Sonderbestimmungen für börsenotierte Aktiengesellschaften
Virtuelle (einfache oder moderierte) oder hybrideVersammlungen stehen auch der Hauptversammlung von börsenotierten Aktiengesellschaften offen, für sie gelten aber noch zusätzliche Bestimmungen, unter anderem:
- Fragen und Anträge vorab: Die börsenotierte AG muss den Aktionären einen elektronischen Kommunikationsweg zur Verfügung stellen, auf dem sie Fragen und Beschlussanträge bis zum dritten Werktag oder einem festzusetzenden späteren Zeitpunkt vor der Versammlung an die Gesellschaft übermitteln können. Die auf diesem Weg gestellten Fragen und Beschlussanträge sind in der Versammlung zu verlesen oder den Teilnehmern auf andere geeignete Weise zur Kenntnis zu bringen (zB (allenfalls anonymisierte) Veröffentlichung auf der Website). Die Möglichkeit von Wortmeldungen und Anträgen in der Hauptversammlung bliebt davon unberührt.
- Stimmabgabe vorab: Die Satzung kann auch vorsehen oder den Vorstand ermächtigen vorzusehen, dass die Aktionäre ihre Stimmen schon bis zu einem festzusetzenden Zeitpunkt vor der Hauptversammlung auf elektronischem Weg abgeben können. Solche Aktionäre können ihre Stimmabgabe bis zur Abstimmung in der virtuellen oder hybriden Hauptversammlung widerrufen und allenfalls erneut abstimmen. Im Übrigen gelten in diesem Zusammenhang die Bestimmungen im AktG über die Fernabstimmung sinngemäß.
- Stimmrechtsvertreter als Service: Die börsenotierte AG muss den Aktionären auf ihre Kosten bei der HV zumindest zwei besondere Stimmrechtsvertreter zur Verfügung stellen. Anders als nach dem COVID-19-GesG ist die Ausübung der Aktionärsrechte nicht auf diese Vertreter (nach dem COVID-19-GesG waren es vier) beschränkt; Aktionäre sind nicht verpflichtet, sich der besonderen Stimmrechtsvertreter zu bedienen. Es handelt sich vielmehr um ein zusätzliches, für die Aktionäre kostenloses Angebot zur Partizipation durch einen Bevollmächtigten.
- Minderheitsaktionäre können Präsenzversammlung verlangen: Wenn die ordentliche Hauptversammlung nach dem VirtGesG virtuell durchgeführt wurde, so können Aktionäre, die (gemeinsam) mindestens 10% des Grundkapitals halten, bis zum Ende des Geschäftsjahrs die Einberufung der nächsten ordentlichen Hauptversammlung in einer Form verlangen, die eine physische Teilnahme der Aktionäre ermöglicht (Präsenzversammlung oder hybride Versammlung).
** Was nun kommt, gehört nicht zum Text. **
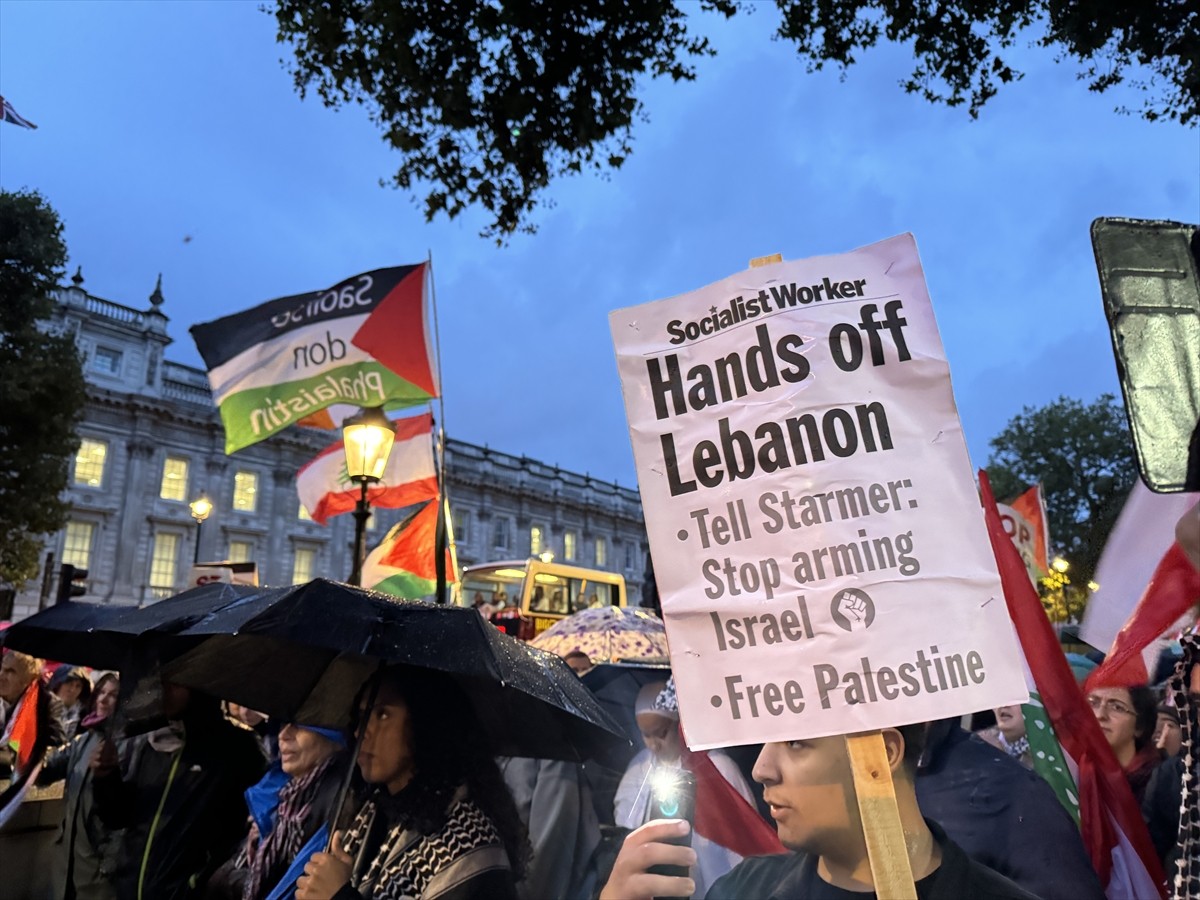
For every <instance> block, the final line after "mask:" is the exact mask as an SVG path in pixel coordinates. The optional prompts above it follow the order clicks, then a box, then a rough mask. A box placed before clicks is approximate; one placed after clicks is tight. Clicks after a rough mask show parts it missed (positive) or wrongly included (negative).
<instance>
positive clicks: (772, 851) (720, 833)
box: [680, 732, 787, 857]
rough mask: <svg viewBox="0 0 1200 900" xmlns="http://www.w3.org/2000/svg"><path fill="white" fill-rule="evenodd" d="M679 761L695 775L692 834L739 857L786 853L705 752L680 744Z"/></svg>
mask: <svg viewBox="0 0 1200 900" xmlns="http://www.w3.org/2000/svg"><path fill="white" fill-rule="evenodd" d="M682 738H683V733H682V732H680V740H682ZM683 764H684V768H686V769H688V770H689V772H690V773H691V774H692V775H695V776H696V823H695V824H696V834H698V835H701V836H703V838H708V840H710V841H713V842H714V844H720V845H721V846H722V847H727V848H728V850H732V851H733V852H734V853H738V854H739V856H743V857H754V856H764V854H767V853H786V852H787V851H786V848H785V847H784V845H782V844H780V842H779V834H776V833H775V829H774V828H772V827H770V826H769V824H767V822H764V821H763V818H762V816H760V815H758V812H757V810H755V809H754V808H751V806H750V804H749V803H746V802H745V798H744V797H743V796H742V794H739V793H738V792H737V788H734V787H733V785H731V784H730V782H728V781H726V780H725V775H722V774H721V773H720V770H719V769H718V768H716V767H715V766H714V764H713V761H712V760H709V758H708V754H706V752H704V751H703V750H698V751H695V752H694V751H691V750H688V748H686V745H684V749H683Z"/></svg>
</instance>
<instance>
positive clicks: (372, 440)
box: [342, 407, 396, 587]
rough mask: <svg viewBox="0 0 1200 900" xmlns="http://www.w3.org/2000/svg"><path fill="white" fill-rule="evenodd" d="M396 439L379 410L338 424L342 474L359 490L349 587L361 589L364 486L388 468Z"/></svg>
mask: <svg viewBox="0 0 1200 900" xmlns="http://www.w3.org/2000/svg"><path fill="white" fill-rule="evenodd" d="M395 440H396V426H395V425H392V424H391V421H390V420H389V419H388V416H386V415H384V413H383V408H382V407H371V408H370V409H364V410H362V412H361V413H359V414H358V415H353V416H350V418H349V419H347V420H346V421H344V422H342V444H343V446H344V449H346V474H347V475H349V478H350V481H353V482H354V484H356V485H359V486H360V487H361V493H360V494H359V502H358V503H356V504H355V506H354V568H353V569H352V570H350V584H354V586H355V587H362V559H364V557H365V556H366V554H365V552H364V551H365V547H364V536H365V534H366V528H367V520H368V518H370V517H371V504H370V502H368V500H367V486H368V485H371V484H374V482H376V481H378V480H379V479H382V478H383V473H384V470H385V469H386V468H388V456H389V455H390V454H391V445H392V443H394V442H395Z"/></svg>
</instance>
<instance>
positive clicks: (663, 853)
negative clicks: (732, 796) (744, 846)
mask: <svg viewBox="0 0 1200 900" xmlns="http://www.w3.org/2000/svg"><path fill="white" fill-rule="evenodd" d="M923 733H924V725H917V726H906V727H904V728H884V730H883V731H882V734H883V742H884V746H886V750H887V758H888V763H889V766H890V769H892V776H893V782H894V785H895V794H896V805H898V806H899V811H900V822H901V827H902V829H904V834H905V844H906V847H907V851H908V862H910V865H911V868H912V874H913V878H914V881H916V886H917V894H918V896H919V898H920V900H943V899H944V900H952V899H953V900H961V898H972V899H973V900H1033V895H1032V894H1028V893H1027V892H1025V890H1022V889H1021V888H1019V887H1018V886H1016V884H1014V883H1013V882H1010V881H1008V880H1007V878H1004V877H1003V876H1002V875H998V874H996V872H994V871H991V870H990V869H988V868H985V866H983V865H980V864H979V863H976V862H972V860H971V859H968V858H967V856H966V854H965V853H964V852H962V851H961V850H960V848H959V847H958V846H956V845H955V844H954V841H952V840H950V839H949V838H947V836H946V833H944V832H943V830H942V829H941V828H940V827H938V826H937V824H936V823H934V822H930V821H928V820H925V818H924V817H923V816H922V812H920V808H919V806H918V805H917V791H916V787H914V786H913V776H914V773H916V767H917V758H918V756H919V752H920V744H922V740H923ZM754 776H755V780H756V781H758V782H761V784H762V785H764V787H766V790H764V792H763V797H764V799H766V800H767V803H768V804H769V806H770V814H772V817H773V818H774V820H775V823H776V827H778V829H779V839H780V841H781V842H782V844H784V846H785V847H787V848H788V850H791V851H793V852H791V853H785V854H779V856H770V857H752V858H750V859H745V860H743V862H742V863H740V864H739V865H737V866H734V869H733V870H732V871H731V872H730V874H728V875H726V876H724V877H722V878H719V880H718V881H716V882H715V883H714V884H713V887H712V888H710V889H709V892H708V894H707V896H708V900H724V899H725V898H750V896H752V898H772V899H773V900H775V899H778V900H869V899H870V898H872V896H875V892H874V887H872V886H874V881H872V876H871V869H870V860H869V859H868V856H866V840H865V836H864V833H863V821H862V817H860V815H859V811H858V802H857V796H856V792H854V786H853V775H852V773H851V768H850V757H848V754H847V751H846V740H845V738H842V737H836V736H835V737H828V738H811V739H806V740H790V742H779V743H772V744H767V745H764V746H763V750H762V752H761V754H760V756H758V761H757V762H756V763H755V768H754ZM683 834H686V823H684V822H680V821H678V820H656V821H654V822H650V823H647V824H644V826H642V827H641V828H638V829H637V830H636V832H634V833H632V834H630V835H629V838H626V839H625V845H624V846H623V847H622V851H620V854H619V856H618V857H617V863H616V865H614V866H613V871H612V876H611V878H610V880H608V883H607V884H605V888H604V890H602V892H601V894H600V898H601V900H640V899H641V898H653V896H690V895H691V892H692V889H694V888H695V884H694V883H692V881H691V878H688V877H679V876H671V875H658V874H652V872H650V871H649V869H650V868H652V866H656V865H692V864H694V863H695V853H694V852H692V851H691V848H690V847H680V846H676V845H672V844H666V842H664V841H665V840H666V839H670V838H677V836H680V835H683Z"/></svg>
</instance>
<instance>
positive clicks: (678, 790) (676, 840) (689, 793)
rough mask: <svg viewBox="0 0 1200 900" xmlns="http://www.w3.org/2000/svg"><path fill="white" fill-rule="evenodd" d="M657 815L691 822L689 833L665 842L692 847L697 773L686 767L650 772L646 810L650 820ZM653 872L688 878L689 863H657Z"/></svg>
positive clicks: (653, 866) (681, 846)
mask: <svg viewBox="0 0 1200 900" xmlns="http://www.w3.org/2000/svg"><path fill="white" fill-rule="evenodd" d="M654 818H684V820H686V821H688V826H689V827H688V834H684V835H682V836H679V838H670V839H667V840H666V841H664V842H665V844H676V845H678V846H680V847H690V846H691V830H692V829H691V827H692V826H694V823H695V820H696V776H695V775H692V774H691V773H690V772H688V770H686V769H668V768H655V769H654V770H653V772H652V773H650V802H649V804H647V809H646V822H649V821H650V820H654ZM649 871H650V874H652V875H673V876H677V877H680V878H686V877H688V866H685V865H654V866H650V869H649ZM655 900H658V899H655Z"/></svg>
Dadurch kann eine qualifizierte Minderheit alle zwei Jahre eine Versammlung mit physischer Teilnahmemöglichkeit (mit Präsenz oder hybrid) erzwingen.
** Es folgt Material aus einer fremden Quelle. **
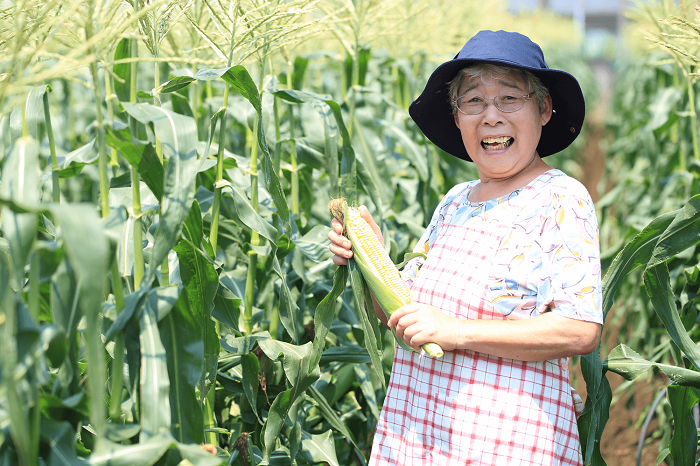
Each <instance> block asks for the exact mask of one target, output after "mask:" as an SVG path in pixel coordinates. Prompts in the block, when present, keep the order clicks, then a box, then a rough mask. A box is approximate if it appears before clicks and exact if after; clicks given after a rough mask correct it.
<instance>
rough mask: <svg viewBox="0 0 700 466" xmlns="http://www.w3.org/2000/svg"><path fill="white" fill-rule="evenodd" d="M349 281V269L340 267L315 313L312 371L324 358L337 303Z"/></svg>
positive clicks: (321, 300)
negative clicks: (329, 331) (331, 286)
mask: <svg viewBox="0 0 700 466" xmlns="http://www.w3.org/2000/svg"><path fill="white" fill-rule="evenodd" d="M347 280H348V272H347V267H338V268H337V269H336V271H335V275H334V276H333V288H332V289H331V291H330V292H329V293H328V294H327V295H326V296H325V297H324V298H323V299H322V300H321V302H320V303H319V304H318V306H317V307H316V312H315V313H314V341H313V352H312V353H311V357H312V360H311V363H310V364H309V366H310V368H311V369H313V368H314V367H316V366H318V363H319V361H320V360H321V359H322V358H323V355H322V353H323V348H324V347H325V345H326V336H327V335H328V332H329V331H330V328H331V324H332V322H333V317H334V315H335V307H336V301H337V299H338V298H339V297H340V295H341V294H342V293H343V291H345V286H346V283H347Z"/></svg>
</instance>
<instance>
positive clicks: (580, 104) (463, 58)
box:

- Befristung von Satzungsbestimmungen: Satzungsbestimmungen, die eine Durchführung virtueller oder hybrider Versammlungen vorsehen oder die Entscheidung hierüber dem einberufenden Organ überlassen (§ 1 Abs. 2 bis 4) sind auf längstens fünf Jahre zu befristen. Die Materialen führen dazu an, dass damit die Aktionäre die Art der Durchführung der Hauptversammlung periodisch neu bewerten und legitimieren müssen.
Fazit
Das VirtGesG bildet einen wichtigen Meilenstein in der weiteren Digitalisierung des Gesellschaftsrechts. Wehrmutstropfen ist, dass aber wohl viele Gesellschaften eine entsprechende Änderung des Gesellschaftsvertrags vornehmen werden müssen, um die gelebte Praxis virtueller Versammlungen beibehalten zu können. Leider lässt das VirGesG einige auch praxisrelevante Bereiche ungeregelt, darunter Versammlungen in Personengesellschaften und Privatstiftungen sowie generell den gesamten Bereich der virtuellen Versammlung von Organmitgliedern. Gerade bei letzteren wäre eine gesetzliche Regelungen im Sinne der Rechtssicherheit wünschenswert.